El juicio, celebrado en Juzgado de lo contencioso-administrativo de Oviedo, sirvió para puntualizar que puede haber desfases entre el semáforo y los tiempos en que se dispara la cámara. El conductor que recurrió la sanción estaba seguro de que no había rebasado el semáforo cuando éste se encontraba en rojo, sino en ámbar.

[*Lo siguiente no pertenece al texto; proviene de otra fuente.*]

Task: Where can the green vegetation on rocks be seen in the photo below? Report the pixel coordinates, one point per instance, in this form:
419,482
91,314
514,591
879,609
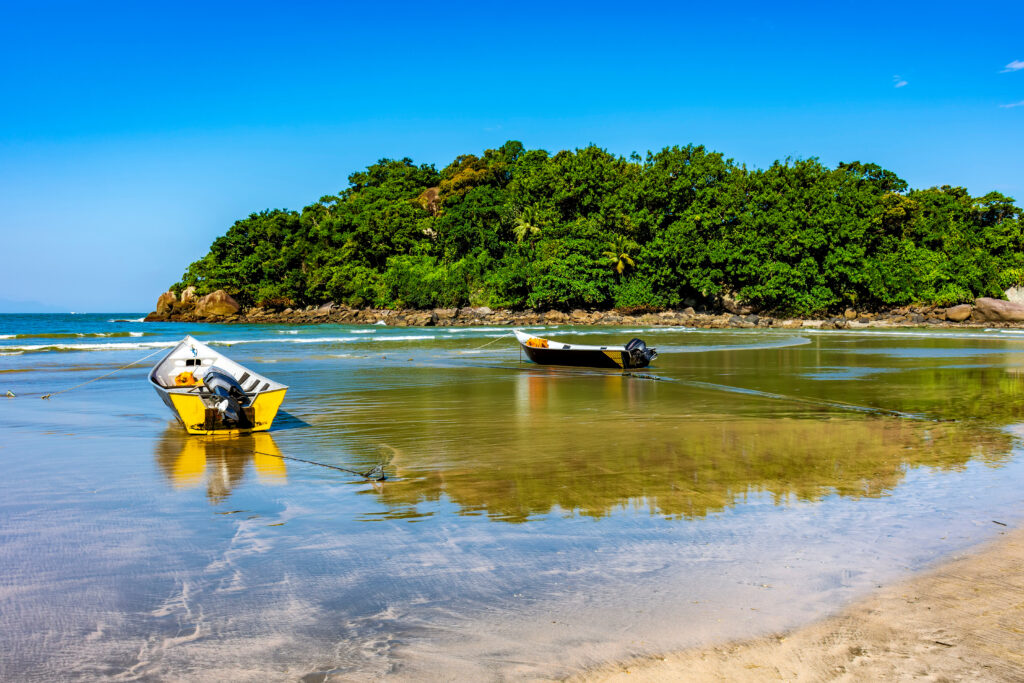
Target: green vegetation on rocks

El juez le ha dado la razón al avilesino, que fue multado con los preceptivos 150 euros y la retirada de cuatro puntos del carné. Su argumentación se basó en que los cálculos son incorrectos porque se basan en secuencias de imágenes, y a su vez, en una supuesta velocidad de 50 kilómetros por hora. Pero, según su defensa, no se puede demostrar que ésa fuera la velocidad a la que circulaba su vehículo.
El presunto infractor también había solicitado los datos técnicos de la cámara que efectuó el disparo, pero no pudo acceder a ellos, según aseguró.
En todo caso, los responsables de los semáforos indican que casos como éste son excepcionales y muy difíciles de corroborar, porque la cámara «sólo se activa cuando el semáforo se pone en rojo», y esto incluye la primera fracción de segundo en que pasa de fase ámbar fijo a rojo. Por lo general, sostienen, las reclamaciones son «mínimas».
A ello se suma que los beneficios de la aplicación de este sistema son «muchos» para garantizar la seguridad vial y facilitar la fluidez del tráfico en las vías más atascadas de las ciudades.